No la dejé. Volví a subirme y la penetré de modo descortés; las embestidas fueron cada vez más violentas. Sobrevino la culminación descripta al comienzo de este relato.
Transcurrido un conveniente lapso de cariñosa distención Miriam, pidió que no la juzgase mal. No era una descocada ni libertina: se había encamado conmigo, llevada inicialmente por el despecho, pero, al cabo, por calentura y necesidad de contención, aunque sea transitoria.
Cometimos el “error” de volver a acostarnos juntos, después de sendas duchas.

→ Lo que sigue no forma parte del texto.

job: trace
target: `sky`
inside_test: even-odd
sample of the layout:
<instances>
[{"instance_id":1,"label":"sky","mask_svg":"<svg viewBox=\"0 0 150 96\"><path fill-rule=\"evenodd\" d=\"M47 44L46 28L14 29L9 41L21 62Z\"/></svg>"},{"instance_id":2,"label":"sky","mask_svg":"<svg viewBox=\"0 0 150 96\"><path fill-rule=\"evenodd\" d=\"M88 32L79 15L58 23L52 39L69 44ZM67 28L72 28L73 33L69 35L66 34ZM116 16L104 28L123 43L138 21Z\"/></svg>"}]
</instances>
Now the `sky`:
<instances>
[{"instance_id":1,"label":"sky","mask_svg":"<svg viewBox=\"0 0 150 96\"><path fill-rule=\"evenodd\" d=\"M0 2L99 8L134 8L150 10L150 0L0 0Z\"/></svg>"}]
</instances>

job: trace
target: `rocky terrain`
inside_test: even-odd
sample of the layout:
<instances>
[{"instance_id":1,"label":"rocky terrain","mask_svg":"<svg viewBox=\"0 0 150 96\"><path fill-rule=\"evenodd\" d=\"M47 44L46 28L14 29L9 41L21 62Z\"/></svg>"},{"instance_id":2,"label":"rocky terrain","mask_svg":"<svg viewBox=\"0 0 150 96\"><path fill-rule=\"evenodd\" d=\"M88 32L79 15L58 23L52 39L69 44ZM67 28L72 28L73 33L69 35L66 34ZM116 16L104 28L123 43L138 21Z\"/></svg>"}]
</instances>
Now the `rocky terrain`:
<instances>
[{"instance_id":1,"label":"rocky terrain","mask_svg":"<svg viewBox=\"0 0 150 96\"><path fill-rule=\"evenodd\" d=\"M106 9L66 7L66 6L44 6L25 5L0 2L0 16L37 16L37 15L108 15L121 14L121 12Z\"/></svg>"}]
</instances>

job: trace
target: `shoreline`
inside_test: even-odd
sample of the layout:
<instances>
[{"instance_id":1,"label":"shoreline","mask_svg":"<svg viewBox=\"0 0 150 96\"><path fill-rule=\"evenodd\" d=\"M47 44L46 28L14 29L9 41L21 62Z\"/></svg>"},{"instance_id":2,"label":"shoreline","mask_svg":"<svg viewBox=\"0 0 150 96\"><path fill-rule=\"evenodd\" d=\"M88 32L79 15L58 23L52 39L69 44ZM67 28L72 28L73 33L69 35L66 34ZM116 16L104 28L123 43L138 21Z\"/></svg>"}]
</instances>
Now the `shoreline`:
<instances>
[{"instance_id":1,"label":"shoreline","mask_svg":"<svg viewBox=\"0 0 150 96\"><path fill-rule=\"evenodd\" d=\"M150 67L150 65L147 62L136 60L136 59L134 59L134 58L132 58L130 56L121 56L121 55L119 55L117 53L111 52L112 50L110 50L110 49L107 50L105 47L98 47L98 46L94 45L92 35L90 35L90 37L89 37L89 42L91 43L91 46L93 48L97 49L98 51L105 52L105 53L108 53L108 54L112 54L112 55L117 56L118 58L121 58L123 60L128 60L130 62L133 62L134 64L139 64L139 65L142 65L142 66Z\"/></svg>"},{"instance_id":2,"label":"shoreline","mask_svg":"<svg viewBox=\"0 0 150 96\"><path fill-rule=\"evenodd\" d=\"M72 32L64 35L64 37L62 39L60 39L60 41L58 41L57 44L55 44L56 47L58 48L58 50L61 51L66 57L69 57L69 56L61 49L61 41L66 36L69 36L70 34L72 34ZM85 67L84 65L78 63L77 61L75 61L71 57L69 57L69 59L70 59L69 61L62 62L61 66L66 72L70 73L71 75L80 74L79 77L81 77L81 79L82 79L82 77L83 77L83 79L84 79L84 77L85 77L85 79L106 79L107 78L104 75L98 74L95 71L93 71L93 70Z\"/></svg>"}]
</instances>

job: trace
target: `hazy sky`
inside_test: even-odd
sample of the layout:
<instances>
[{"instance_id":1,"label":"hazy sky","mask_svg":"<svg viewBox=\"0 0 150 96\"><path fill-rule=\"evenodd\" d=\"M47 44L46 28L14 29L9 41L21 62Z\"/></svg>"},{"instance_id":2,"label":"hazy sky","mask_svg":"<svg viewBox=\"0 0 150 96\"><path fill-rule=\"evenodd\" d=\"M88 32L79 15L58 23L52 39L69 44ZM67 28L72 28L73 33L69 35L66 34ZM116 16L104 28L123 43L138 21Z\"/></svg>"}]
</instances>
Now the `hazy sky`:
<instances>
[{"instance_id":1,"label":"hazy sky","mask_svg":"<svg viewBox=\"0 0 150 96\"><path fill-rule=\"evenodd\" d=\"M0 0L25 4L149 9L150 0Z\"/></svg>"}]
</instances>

Cómo no podía ser de otro modo, el segundo polvo, superador del primero, fue inevitable.
Miriam suspiraba, gemía, murmuraba como poseída que quería más y más, que disfrutaba lo indecible al tenerme dentro de ella.
-¿Me dejas que te haga el culito? – le soplé en el oído.
Protestó:
-¡No me la saques ahora…! ¡Dale seguí…! ¡Por favooorr!-
Obedecí. Al rato empezó a menearse más y más y a soltar exclamaciones:
-¡Mmmmm. Juanllll Síiiiii, asíiiiiiiii, qué buenoooo, ¡Aghhhhhh, Siiiiiiiiii!-
Tuvo un espasmo involuntario y no tardó en manar fluido de la vulva, a laxarse y aflojar las piernas.
¿La había hecho acabar? Creo que sí, pero no había quedado satisfecha.
Digo porque, recapacitó y consciente que yo aún no había acabado, forcejeó para darse vuelta boca abajo y se quedó a la espera de mi reacción a su, evidente, ofrecimiento.
La visión de ese par de nalgas de “otro planeta” tuvo, sobre mi miembro próximo a desfallecer, un grandioso efecto re vigorizante. Aproveché su humedad vaginal para lubricarle, con mi dedo índice, el orificio anal, luego penetrarla y pistonear como un poseso sin pausas hasta la culminación con profusión de semen y expresiones verbales, cruzadas, de goce.
Dije que “cometimos el “error” de volver a acostarnos juntos”. Porque, por despecho, un polvo prohibido, parecería suficiente desquite.
Errar es humano, coger y encular es divino.